I first met with a pelvic floor PT a few years after having my second child, and only after I was in so much pain I could barely walk, much less run. I should have visited one much sooner, as I suffered extreme pubic symphysis dysfunction. I could easily ‘click’ my pubic symphysis joint in and out of place, experienced extreme pelvic floor pain with running and walking, and also had recurring back spasms. It was not awesome. I did only a short stint with a pelvic floor physical therapist (PT) before becoming pregnant with my third child.
Following the birth of my son, my OB/GYN referred me to a pelvic floor PT to help me get back on my way towards running. While I didn’t actually start running until about 3-4 months after giving birth, I started doing a basic pelvic floor rehab program a couple of weeks after birth. This basic routine was augmented and directed after meeting with a pelvic floor specialist. Now, I meet with my pelvic floor therapist every two weeks.
What is your pelvic floor?
The pelvic floor is the network of muscles that supports your entire abdomen and pelvis. This finely tuned network of muscles is kind of shaped like a bowl. During pregnancy and birth, these muscles can be stretched, tightened, weakened, or even sustain tears and build scar tissue. Abdominal muscles accommodate your baby by stretching; this can lead to diastasis rectus abdominus (DRA), which can in turn lead to poor core strength and pelvic and back pain.

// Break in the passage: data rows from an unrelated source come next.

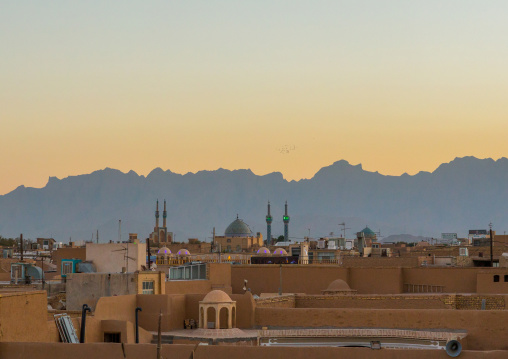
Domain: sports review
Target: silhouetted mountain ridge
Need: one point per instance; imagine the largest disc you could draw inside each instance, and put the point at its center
(463, 194)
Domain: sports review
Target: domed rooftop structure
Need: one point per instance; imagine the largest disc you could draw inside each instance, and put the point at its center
(216, 296)
(263, 250)
(164, 250)
(338, 286)
(238, 228)
(280, 252)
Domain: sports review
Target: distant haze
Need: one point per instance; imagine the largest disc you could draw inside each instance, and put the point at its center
(287, 85)
(464, 194)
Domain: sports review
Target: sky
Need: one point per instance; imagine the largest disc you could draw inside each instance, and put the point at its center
(287, 86)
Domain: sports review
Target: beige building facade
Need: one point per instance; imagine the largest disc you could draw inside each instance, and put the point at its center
(116, 257)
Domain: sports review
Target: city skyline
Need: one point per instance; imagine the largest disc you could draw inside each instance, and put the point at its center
(288, 87)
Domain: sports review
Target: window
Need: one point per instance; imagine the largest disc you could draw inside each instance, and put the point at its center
(148, 287)
(112, 337)
(66, 267)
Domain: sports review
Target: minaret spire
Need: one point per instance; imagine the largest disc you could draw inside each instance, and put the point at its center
(157, 214)
(164, 215)
(286, 223)
(269, 220)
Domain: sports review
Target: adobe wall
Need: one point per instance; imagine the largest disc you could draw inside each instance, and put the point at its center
(188, 286)
(127, 331)
(485, 282)
(172, 307)
(67, 253)
(88, 288)
(92, 350)
(373, 301)
(402, 301)
(375, 280)
(220, 276)
(295, 278)
(487, 330)
(283, 301)
(369, 262)
(117, 308)
(220, 352)
(177, 351)
(22, 315)
(454, 280)
(110, 257)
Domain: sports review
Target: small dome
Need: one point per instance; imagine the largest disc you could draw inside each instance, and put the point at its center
(280, 252)
(238, 228)
(263, 250)
(164, 250)
(338, 285)
(216, 296)
(368, 232)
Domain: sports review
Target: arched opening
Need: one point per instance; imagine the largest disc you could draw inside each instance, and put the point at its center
(210, 318)
(223, 315)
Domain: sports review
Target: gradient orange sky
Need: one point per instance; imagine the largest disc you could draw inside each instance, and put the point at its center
(395, 85)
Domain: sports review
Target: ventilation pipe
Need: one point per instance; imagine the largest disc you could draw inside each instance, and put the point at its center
(85, 309)
(138, 309)
(453, 348)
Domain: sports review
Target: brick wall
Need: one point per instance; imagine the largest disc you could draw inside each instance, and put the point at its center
(369, 262)
(286, 301)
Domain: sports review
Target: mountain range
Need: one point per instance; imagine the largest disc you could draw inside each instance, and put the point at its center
(466, 193)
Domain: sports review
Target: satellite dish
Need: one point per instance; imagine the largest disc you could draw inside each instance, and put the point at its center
(453, 348)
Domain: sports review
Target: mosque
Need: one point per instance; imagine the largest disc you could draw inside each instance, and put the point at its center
(160, 234)
(238, 237)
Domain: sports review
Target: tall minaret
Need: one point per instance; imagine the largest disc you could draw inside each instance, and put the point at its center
(157, 217)
(286, 223)
(269, 220)
(164, 215)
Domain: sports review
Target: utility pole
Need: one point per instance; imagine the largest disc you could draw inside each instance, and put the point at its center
(159, 335)
(21, 246)
(148, 252)
(280, 279)
(491, 254)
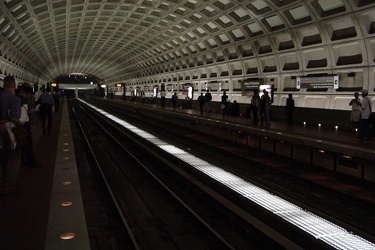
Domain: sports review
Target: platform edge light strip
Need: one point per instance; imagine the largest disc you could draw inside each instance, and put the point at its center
(316, 226)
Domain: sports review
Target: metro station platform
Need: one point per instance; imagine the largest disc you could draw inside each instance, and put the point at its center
(328, 153)
(46, 212)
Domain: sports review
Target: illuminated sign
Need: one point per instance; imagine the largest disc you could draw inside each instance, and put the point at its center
(321, 82)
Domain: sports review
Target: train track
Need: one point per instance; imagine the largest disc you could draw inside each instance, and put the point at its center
(302, 193)
(155, 216)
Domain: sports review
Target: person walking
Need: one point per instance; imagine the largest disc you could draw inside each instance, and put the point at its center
(174, 100)
(201, 101)
(289, 107)
(47, 104)
(10, 110)
(26, 109)
(162, 98)
(365, 133)
(224, 103)
(208, 99)
(355, 115)
(255, 102)
(267, 108)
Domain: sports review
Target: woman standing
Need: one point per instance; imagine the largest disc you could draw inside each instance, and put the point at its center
(355, 115)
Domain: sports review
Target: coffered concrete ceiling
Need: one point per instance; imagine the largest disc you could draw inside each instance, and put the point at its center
(133, 39)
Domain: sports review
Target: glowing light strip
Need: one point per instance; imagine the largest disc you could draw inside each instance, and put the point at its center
(318, 227)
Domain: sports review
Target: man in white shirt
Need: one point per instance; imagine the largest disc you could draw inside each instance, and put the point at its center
(366, 111)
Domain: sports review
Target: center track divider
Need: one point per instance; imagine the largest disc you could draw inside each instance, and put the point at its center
(322, 229)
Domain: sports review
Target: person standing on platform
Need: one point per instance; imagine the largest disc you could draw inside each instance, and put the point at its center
(255, 102)
(208, 99)
(267, 108)
(10, 109)
(143, 96)
(355, 115)
(56, 99)
(262, 107)
(174, 100)
(38, 94)
(289, 107)
(365, 133)
(162, 98)
(201, 101)
(47, 104)
(224, 103)
(27, 109)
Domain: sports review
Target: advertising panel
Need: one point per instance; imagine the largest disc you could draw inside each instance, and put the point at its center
(320, 82)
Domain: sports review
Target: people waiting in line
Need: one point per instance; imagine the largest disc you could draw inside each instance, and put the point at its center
(10, 110)
(289, 107)
(201, 100)
(224, 103)
(365, 132)
(47, 103)
(208, 99)
(174, 100)
(355, 115)
(27, 108)
(254, 106)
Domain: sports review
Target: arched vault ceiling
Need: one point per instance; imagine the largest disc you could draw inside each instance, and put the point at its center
(119, 40)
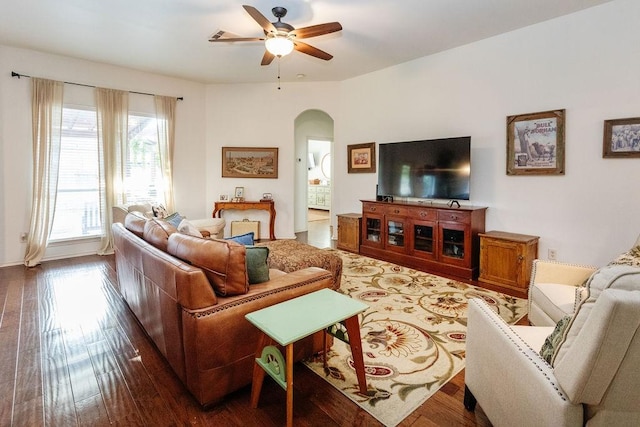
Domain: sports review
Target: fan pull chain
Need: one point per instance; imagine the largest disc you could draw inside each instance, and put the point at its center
(278, 73)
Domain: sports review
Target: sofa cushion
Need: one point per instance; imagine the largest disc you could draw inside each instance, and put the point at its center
(223, 262)
(552, 342)
(134, 222)
(186, 227)
(556, 300)
(257, 265)
(157, 232)
(621, 277)
(175, 219)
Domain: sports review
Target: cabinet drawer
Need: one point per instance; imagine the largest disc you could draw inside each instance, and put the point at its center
(395, 210)
(423, 214)
(372, 208)
(454, 216)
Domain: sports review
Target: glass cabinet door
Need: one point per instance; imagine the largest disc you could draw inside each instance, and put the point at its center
(373, 227)
(423, 239)
(395, 234)
(453, 243)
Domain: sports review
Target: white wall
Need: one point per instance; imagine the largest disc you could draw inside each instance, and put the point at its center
(585, 63)
(246, 115)
(15, 136)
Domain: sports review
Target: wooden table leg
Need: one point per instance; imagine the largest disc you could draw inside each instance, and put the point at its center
(258, 372)
(289, 375)
(353, 329)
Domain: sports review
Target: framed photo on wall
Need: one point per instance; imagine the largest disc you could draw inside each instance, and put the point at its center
(535, 143)
(621, 138)
(362, 158)
(247, 162)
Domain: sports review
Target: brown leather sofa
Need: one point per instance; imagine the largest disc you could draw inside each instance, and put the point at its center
(203, 335)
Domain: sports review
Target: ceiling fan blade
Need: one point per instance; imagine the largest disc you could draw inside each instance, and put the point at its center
(310, 50)
(225, 36)
(316, 30)
(267, 58)
(260, 19)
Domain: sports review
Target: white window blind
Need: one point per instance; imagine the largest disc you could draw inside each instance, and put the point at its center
(77, 212)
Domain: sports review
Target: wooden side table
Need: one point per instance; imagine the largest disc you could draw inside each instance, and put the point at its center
(292, 320)
(264, 205)
(349, 232)
(506, 259)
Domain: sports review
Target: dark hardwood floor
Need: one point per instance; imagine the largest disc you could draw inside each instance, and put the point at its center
(71, 353)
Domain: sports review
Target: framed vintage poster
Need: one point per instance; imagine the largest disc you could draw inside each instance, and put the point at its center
(621, 138)
(535, 143)
(362, 158)
(246, 162)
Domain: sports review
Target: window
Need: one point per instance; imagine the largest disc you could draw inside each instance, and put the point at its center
(143, 182)
(77, 213)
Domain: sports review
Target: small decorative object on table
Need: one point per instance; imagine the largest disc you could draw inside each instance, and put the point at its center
(239, 194)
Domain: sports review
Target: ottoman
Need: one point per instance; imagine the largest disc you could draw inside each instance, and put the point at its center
(291, 255)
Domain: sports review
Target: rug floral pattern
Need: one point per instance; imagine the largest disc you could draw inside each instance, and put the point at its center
(413, 334)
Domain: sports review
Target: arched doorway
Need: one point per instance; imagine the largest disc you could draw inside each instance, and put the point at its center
(313, 128)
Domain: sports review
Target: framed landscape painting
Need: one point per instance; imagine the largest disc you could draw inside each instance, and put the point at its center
(535, 143)
(362, 158)
(621, 138)
(248, 162)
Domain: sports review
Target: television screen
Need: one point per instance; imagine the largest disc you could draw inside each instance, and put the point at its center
(428, 169)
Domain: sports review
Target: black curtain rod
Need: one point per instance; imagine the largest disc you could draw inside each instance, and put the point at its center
(14, 74)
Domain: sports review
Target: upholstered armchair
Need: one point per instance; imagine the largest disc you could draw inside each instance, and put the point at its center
(555, 289)
(591, 376)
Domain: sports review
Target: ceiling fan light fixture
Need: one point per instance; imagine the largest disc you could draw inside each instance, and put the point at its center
(279, 46)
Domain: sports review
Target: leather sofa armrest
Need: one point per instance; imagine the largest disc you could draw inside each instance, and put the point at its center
(509, 379)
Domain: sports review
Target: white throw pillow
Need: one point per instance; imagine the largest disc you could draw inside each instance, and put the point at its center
(185, 227)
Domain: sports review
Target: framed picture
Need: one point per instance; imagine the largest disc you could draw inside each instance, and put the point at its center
(621, 138)
(535, 143)
(362, 158)
(245, 162)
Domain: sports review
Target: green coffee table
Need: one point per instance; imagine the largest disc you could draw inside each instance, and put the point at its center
(292, 320)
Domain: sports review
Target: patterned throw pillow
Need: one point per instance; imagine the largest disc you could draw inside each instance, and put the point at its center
(159, 211)
(631, 257)
(551, 342)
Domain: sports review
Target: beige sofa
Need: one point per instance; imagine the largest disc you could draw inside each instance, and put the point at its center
(556, 289)
(208, 227)
(191, 295)
(581, 369)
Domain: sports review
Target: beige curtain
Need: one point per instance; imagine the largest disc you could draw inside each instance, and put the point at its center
(165, 117)
(112, 107)
(46, 112)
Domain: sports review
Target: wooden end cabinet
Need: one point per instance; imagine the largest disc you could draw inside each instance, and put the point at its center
(429, 237)
(506, 259)
(349, 232)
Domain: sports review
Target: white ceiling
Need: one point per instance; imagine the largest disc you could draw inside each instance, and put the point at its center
(170, 37)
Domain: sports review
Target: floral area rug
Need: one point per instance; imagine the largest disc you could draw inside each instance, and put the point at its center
(413, 334)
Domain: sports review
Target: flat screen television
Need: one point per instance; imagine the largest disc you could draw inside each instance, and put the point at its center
(428, 169)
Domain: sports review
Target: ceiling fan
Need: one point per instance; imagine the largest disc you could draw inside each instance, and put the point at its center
(281, 38)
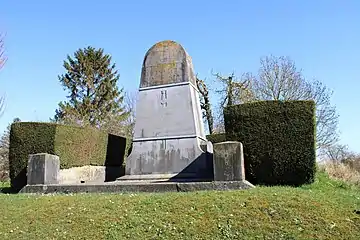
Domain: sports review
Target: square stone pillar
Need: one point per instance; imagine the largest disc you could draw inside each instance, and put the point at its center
(43, 168)
(228, 161)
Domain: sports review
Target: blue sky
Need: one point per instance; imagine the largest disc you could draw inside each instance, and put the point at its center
(322, 37)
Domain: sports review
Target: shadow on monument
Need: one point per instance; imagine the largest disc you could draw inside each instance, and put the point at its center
(199, 170)
(115, 157)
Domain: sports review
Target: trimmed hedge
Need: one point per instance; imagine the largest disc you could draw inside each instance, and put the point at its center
(75, 147)
(216, 137)
(278, 139)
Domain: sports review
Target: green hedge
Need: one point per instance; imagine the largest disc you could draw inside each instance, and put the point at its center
(216, 137)
(278, 140)
(75, 147)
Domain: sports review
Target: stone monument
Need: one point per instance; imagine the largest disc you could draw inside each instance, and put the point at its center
(169, 140)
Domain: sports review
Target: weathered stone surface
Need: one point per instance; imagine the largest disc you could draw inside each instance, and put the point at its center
(43, 168)
(140, 186)
(89, 174)
(168, 130)
(165, 63)
(229, 161)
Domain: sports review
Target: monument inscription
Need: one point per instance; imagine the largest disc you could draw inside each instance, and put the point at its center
(169, 139)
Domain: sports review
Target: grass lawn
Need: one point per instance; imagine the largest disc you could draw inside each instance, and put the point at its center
(323, 210)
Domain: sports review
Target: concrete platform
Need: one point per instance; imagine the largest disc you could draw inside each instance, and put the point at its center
(137, 186)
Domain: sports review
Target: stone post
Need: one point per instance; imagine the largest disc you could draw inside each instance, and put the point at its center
(229, 161)
(43, 168)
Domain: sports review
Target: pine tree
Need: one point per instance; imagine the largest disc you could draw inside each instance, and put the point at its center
(94, 98)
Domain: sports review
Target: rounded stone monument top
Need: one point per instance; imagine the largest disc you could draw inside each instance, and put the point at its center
(166, 62)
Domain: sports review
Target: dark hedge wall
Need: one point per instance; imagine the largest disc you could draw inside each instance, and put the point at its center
(278, 139)
(75, 147)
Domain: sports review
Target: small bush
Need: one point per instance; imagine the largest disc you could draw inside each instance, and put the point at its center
(278, 139)
(216, 137)
(75, 147)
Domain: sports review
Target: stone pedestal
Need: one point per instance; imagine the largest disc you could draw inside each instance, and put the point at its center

The joints of the pelvis and back are strained during pregnancy as the weight of your baby and belly grow. This affects your posture, and after months of conditioning to a forward-canted posture, it is hard to return to a healthy posture after birth. This is especially true if your core muscles have been weakened, strained, or grown into a lopsided strength distribution.
During pregnancy, your body releases an abundance of relaxin, the hormone that helps to loosen joints and ligaments. This loosening is what allows your pelvis to expand during childbirth to accommodate an infant. However, these muscles, ligaments, and joints are under a lot of stress, and for a long time during pregnancy. Returning to a healthful, non-pregnant status can require some work.
What happens during a pelvic physical therapy exam?
First, most therapists do an extensive intake process. This includes questionnaires, and importantly, a thorough assessment of the pelvic floor muscles. This usually includes both external and internal exams, though if you are not comfortable, the internal exam can be postponed or skipped entirely. The PT will also likely look at your posture, lower back, and core muscles. The PT will probably discuss any common postpartum issues you may be experiencing or may have experienced. These include incontinence (do you pee when sneezing, coughing, trampolining, or running?), back or pelvic pain or pressure, numbness in your pelvis, perineal pain, or, in some cases, pain with walking or running.
One of the biggest things to keep in mind is that as a patient, it is best to be as clear as possible with your therapist. Don’t be shy! Ask questions, be specific, and be open to discussing anything you may be experiencing.
Some major pelvic floor issues
Pelvic floor dysfunction (PFD): this is when you have overly tight pelvic floor muscles, which cause pain, incontinence, and more.
Pubic symphysis disfunction (PSD): the pubic symphysis joint is the front of your pelvis, where the two halves of your pelvis join. Thanks to the relaxin you had during pregnancy, this joint can be loose and painful after pregnancy.
Diastasis rectus abdominus (DRA): about ⅔ of women experience diastasis recti after pregnancy. This can be seen and felt as a ‘splitting’ of the abdominal muscles. Often, women want to do crunches and planks to help tone up their bodies postpartum. Unfortunately, these exercises can exacerbate DRA (so as your pelvic PT for a better program!).
Perineal Pain: this common issue often follows birth where the mother has experienced perineal tearing and the muscles tighten protectively around the area…but then the muscles don’t ever allow themselves to relax.
Pelvic organ prolapse: the pelvic floor muscles are critical in holding the abdominal organs in place. When these muscles are strained to the point where they can no longer perform this function, the organs can drop down into the pelvis, which is not where they are supposed to be. The degree of prolapse can vary.
Persistent pelvic pain: Pelvic pain can persist or recur years after childbirth. As you age, injuries both treated and overlooked in youth can return with a different expression. Sacroiliac joint pain, pelvic girls pain, groin pain, C-section scar or eipsiotomy scars can also present pain that can be addressed by a pelvic floor PT.
How do I find a pelvic floor PT?
You have many resources available to find a PT that works for you and your insurance plan. Your OBGYN or midwife likely is your first option. They can set you up with a referral if that is needed.
The Academy of the American Physical Therapy Association has a PT locator that will help to sort by location. The International Pelvic Pain Society also has a search tool that can also help you find a provider.
Most European countries enfold pelvic floor therapy as part of the normal postpartum routine; here in the US we have to do it ourselves, so it’s a lot more work.